When I was only 19 years old, I was assigned by an older monk to meditate on the image of a corpse in the cemetery. But I found it very hard to take and resisted the meditation. Now i no longer feel that way. Then I thought that such a meditation should be reserved for older monks. But since then, I have seen many young soldiers lying motionless beside one another, some only 13, 14, and 15 years old. They had no preparation or readiness for death. Now I see that if one doesn’t know how to die, one an hardly know how to live – because death is a part of life. Just two days ago Mobi told me that she thought at 20 one was old enough to meditate on the corpse. She has only turned 21 herself.

We must look death in the face, recognise and accept it, just as we look at and accept life.

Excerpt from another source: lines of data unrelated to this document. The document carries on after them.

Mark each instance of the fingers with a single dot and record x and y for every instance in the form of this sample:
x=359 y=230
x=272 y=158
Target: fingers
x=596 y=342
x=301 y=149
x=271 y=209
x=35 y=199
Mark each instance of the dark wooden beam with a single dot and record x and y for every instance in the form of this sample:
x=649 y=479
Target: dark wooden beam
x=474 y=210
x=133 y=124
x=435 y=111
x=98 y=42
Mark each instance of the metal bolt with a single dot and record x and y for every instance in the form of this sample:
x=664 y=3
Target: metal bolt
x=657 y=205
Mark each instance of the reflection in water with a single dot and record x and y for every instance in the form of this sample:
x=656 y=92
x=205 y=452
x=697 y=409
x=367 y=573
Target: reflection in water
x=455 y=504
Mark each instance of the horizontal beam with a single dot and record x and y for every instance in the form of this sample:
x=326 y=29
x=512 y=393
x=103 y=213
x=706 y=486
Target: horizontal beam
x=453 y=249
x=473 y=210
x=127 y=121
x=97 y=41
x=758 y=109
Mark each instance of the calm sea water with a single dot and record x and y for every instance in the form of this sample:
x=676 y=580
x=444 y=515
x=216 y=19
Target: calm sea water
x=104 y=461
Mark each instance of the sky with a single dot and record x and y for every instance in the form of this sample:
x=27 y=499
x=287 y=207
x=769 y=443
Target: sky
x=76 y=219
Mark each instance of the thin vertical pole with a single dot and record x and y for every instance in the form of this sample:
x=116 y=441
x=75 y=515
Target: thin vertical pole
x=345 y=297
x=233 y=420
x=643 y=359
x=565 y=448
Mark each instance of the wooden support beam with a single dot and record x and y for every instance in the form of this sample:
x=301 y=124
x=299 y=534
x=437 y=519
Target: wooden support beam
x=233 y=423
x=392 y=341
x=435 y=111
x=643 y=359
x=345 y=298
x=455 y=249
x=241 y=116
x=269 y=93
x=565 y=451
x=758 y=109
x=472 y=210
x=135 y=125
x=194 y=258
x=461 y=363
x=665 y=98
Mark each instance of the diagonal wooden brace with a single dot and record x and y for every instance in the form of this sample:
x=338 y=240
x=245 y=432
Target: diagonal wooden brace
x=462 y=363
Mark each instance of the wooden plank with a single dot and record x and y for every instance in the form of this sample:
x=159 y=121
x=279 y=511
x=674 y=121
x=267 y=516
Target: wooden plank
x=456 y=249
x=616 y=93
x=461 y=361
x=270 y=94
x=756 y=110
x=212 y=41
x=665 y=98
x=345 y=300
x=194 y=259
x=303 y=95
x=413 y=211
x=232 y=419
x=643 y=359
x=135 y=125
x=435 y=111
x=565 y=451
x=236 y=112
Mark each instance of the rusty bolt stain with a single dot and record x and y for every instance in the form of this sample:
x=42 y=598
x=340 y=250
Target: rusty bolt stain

The Buddhist Sutra on Mindfulness speaks about the meditation on the corpse: meditate on the decomposition of the body, how the body bloats and turns violet, how it is eaten by worms until only bits of blood and flesh still cling to the bones, meditate up to the point where only white bones remain, which in turn are slowly worn away and turn into dust. Meditate like that, knowing that your own body will undergo the same process. Meditate on the corpse until you are calm and at peace, until your mind and heart are light and tranquil and a smile appears on your face. Thus, by overcoming revulsion and fear, life will be seen as infinitely previous, every second of it worth living. And it is not just our own lives that are recognised as precious, but the lives of every other person, every other person, every other being, every other reality. We can no longer be deluded by the notion that the destruction of others’ lives is necessary for our own survival. We see that life and death are but two faces of Life and that without both, Life is not possible, just as two sides of a coin are needed for the coin to exist. Only now is it possible to rise above birth and death, and to know how to live and how to die. The Sutra says that the Bodhisattvas who has seen into the reality of interdependence have broken through all narrow views, and have been able to enter birth and death as a person takes a ride in a small boat without being submerged or drowned by the waves of birth and death.

Some people have said that if you look at reality with the eyes of a Buddhist, you become pessimistic. But to think in terms of either pessimism or optimism oversimplifies the truth. The problem is to see reality as it is. A pessimistic attitude can never create the calm and serene smile which blossoms on the lips of the Bodhisattvas and all others who obtain the Way.